Consumers love alternatives, especially if the alternative is easy to use and already part of their everyday life. However, most consumers who undertake e-commerce using their mobile device are woefully unaware of the risks.
Even when they do, there tends to be an ‘it-will-not-happen-to-me’ response. We are in some ways in the technological dawn of anywhere, anytime e-commerce, where we have the freedom and the toys to use but process and control are lagging behind. The need
is to create a safe environment on the device that enables a secure communication between the parties that maintains the integrity of the transaction.

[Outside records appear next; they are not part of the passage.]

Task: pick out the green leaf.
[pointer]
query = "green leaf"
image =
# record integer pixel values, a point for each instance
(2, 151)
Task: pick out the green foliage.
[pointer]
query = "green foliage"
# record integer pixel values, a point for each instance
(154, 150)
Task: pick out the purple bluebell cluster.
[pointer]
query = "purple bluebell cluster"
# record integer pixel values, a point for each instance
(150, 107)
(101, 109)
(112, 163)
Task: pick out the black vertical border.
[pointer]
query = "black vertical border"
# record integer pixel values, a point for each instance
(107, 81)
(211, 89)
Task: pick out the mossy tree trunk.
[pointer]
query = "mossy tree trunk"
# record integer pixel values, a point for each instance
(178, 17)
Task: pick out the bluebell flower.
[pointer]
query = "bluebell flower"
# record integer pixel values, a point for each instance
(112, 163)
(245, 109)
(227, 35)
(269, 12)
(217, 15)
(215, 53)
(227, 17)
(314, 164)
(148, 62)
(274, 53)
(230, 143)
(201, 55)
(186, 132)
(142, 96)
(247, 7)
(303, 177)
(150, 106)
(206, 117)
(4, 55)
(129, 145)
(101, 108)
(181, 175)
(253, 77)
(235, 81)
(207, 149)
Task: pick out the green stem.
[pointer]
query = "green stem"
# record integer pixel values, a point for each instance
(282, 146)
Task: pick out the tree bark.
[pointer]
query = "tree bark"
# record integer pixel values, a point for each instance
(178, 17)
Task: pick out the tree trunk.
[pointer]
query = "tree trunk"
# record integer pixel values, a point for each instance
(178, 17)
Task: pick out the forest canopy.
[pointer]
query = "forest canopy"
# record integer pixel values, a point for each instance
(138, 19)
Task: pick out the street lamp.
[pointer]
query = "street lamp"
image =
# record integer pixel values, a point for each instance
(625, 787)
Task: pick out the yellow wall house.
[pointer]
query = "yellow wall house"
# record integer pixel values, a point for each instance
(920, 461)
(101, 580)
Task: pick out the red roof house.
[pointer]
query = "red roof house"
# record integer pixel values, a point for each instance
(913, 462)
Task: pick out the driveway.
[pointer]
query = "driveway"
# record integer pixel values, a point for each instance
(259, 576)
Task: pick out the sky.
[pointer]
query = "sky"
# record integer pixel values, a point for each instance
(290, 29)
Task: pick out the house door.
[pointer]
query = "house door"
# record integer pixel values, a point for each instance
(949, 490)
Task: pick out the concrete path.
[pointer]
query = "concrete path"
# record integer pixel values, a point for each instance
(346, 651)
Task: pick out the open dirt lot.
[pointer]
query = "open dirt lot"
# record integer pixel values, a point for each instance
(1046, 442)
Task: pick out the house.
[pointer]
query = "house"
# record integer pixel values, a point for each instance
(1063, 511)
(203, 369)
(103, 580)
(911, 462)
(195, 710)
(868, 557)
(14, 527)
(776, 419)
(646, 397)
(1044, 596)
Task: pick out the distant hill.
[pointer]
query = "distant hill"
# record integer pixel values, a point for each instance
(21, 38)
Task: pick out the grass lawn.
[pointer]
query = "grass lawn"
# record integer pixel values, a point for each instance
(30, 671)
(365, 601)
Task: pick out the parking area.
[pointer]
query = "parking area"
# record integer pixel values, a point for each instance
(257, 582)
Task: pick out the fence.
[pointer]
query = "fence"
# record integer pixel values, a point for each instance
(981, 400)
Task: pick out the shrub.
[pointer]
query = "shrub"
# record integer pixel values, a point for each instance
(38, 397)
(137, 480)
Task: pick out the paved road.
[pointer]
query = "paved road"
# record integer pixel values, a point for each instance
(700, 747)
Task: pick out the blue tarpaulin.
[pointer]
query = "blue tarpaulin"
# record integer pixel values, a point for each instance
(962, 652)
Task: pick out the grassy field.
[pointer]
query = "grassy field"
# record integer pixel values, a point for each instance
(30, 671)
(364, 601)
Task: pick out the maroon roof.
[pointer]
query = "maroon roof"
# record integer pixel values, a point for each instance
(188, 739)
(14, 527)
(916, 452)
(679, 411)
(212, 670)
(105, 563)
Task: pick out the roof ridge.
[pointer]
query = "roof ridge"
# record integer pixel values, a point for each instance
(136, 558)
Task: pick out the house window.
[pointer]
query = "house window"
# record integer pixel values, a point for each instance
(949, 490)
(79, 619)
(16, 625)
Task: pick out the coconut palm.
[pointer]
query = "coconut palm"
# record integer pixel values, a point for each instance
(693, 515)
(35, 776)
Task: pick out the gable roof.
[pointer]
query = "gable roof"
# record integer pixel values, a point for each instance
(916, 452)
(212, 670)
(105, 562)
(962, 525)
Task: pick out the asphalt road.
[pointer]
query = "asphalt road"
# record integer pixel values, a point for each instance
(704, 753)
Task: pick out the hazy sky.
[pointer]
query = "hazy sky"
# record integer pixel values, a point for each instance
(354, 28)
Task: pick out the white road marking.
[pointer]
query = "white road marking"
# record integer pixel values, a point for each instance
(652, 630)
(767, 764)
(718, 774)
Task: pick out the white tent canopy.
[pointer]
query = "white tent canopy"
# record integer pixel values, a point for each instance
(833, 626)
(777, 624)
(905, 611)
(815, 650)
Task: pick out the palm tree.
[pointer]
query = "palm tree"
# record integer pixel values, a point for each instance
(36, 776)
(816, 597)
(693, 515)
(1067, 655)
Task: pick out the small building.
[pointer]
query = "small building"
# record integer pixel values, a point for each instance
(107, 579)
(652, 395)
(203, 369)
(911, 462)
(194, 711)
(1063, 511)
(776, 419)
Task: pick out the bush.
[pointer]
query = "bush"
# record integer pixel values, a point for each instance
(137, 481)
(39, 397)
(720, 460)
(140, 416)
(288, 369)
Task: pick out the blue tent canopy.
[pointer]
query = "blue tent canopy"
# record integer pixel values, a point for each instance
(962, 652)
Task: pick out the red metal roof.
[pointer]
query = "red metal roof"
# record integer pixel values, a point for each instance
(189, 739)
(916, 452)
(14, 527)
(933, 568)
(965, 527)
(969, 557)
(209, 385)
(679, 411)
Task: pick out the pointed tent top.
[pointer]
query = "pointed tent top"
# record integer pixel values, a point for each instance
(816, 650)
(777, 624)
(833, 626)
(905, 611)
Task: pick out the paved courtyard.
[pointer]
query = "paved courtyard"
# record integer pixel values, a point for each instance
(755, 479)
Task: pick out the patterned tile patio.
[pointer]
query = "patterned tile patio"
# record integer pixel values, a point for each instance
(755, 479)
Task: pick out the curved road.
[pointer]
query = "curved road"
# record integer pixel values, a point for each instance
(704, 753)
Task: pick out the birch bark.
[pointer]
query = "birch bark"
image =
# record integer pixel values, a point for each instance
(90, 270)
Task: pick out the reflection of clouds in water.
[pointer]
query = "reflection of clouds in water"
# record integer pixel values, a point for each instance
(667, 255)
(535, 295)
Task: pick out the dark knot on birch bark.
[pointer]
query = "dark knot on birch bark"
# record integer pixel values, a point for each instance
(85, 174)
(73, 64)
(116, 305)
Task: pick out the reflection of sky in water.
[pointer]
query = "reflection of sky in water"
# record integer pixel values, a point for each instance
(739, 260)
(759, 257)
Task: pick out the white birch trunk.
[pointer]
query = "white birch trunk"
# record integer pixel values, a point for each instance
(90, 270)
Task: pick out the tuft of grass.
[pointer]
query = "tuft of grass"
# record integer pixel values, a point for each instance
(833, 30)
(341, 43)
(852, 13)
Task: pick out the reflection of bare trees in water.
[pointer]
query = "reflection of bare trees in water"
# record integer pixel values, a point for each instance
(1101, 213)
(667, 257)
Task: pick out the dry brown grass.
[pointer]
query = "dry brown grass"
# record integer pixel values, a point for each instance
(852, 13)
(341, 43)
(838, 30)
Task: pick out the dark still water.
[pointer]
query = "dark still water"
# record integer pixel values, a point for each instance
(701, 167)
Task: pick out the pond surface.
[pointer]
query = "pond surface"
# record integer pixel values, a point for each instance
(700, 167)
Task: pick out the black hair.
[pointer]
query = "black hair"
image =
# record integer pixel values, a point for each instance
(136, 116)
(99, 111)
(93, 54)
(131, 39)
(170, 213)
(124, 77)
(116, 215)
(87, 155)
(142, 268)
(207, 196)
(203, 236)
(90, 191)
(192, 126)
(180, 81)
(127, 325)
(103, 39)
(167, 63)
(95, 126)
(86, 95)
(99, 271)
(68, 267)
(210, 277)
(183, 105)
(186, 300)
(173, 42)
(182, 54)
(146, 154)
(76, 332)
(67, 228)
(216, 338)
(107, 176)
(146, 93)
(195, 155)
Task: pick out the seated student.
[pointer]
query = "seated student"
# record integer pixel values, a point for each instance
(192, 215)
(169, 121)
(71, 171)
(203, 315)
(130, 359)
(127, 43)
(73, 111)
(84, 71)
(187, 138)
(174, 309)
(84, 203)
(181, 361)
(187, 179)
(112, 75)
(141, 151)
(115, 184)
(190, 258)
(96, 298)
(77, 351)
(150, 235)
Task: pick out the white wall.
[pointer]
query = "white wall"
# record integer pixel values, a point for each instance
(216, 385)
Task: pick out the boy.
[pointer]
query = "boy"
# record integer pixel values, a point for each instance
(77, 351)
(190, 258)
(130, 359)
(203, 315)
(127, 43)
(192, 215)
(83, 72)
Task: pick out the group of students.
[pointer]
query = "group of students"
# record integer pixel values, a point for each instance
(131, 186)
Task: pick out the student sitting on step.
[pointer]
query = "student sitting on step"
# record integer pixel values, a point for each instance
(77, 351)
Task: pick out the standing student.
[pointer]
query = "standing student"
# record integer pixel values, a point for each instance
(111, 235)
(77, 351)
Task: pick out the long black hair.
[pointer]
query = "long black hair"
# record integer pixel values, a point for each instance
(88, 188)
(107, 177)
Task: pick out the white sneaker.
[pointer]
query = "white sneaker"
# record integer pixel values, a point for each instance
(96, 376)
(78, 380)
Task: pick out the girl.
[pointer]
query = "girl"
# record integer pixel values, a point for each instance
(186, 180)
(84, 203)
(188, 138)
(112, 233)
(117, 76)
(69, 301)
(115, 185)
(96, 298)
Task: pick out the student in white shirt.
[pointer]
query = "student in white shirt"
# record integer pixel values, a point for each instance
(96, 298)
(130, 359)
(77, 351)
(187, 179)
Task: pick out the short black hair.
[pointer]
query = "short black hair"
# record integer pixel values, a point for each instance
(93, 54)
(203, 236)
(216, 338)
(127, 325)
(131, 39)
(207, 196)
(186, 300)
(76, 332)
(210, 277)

The challenge is that it has been a bad week for mobile devices, both Apple and Android based. Firstly the recognition that the open application development platform for Android devices poses a security threat to mobile devices. For sure the environment
creates a fantastic platform for developing applications, which alas, also makes it a great platform for developing malware! The recent announcement uncovering more malware posing as applications within the Android marketplace highlights the risks involved
using these devices for mobile commerce.
Secondly, it’s not always the bad guys causing the concern. The acknowledgement that software from Carrier IQ is placed on many mobile devices by the carriers themselves has caused the authorities to start asking serious legal questions in both Europe and
the USA. The software gathers information about web usage, text messages, location and according to one developer actually captures keystrokes. All this data is stored on the device and uploaded to the company’s servers again creating a gold mine of information
with the potential for compromise.
Simply put, security on mobile devices is in its infancy and needs to be bolstered with third party tools. A simple method is use of a token that delivers a onetime code for the session or transaction. Some web based services use these and they need not
be expensive if using something like YubiKey. Another alternative is to use additional client software on the mobile device that creates a secure area called a sandbox. This permits the e-commerce session and data to be encrypted and ring fenced, or if needed,
the mobile device to be disabled if compromise is suspected. An example of this client software would be DME from Excitor.
In short, mobile devices are insecure but using third party tools, simple processes and common sense they can be made safer. All early technologies go through these phases and the end user needs to understand the risk and be presented with options to control
the risk, either forced or optional.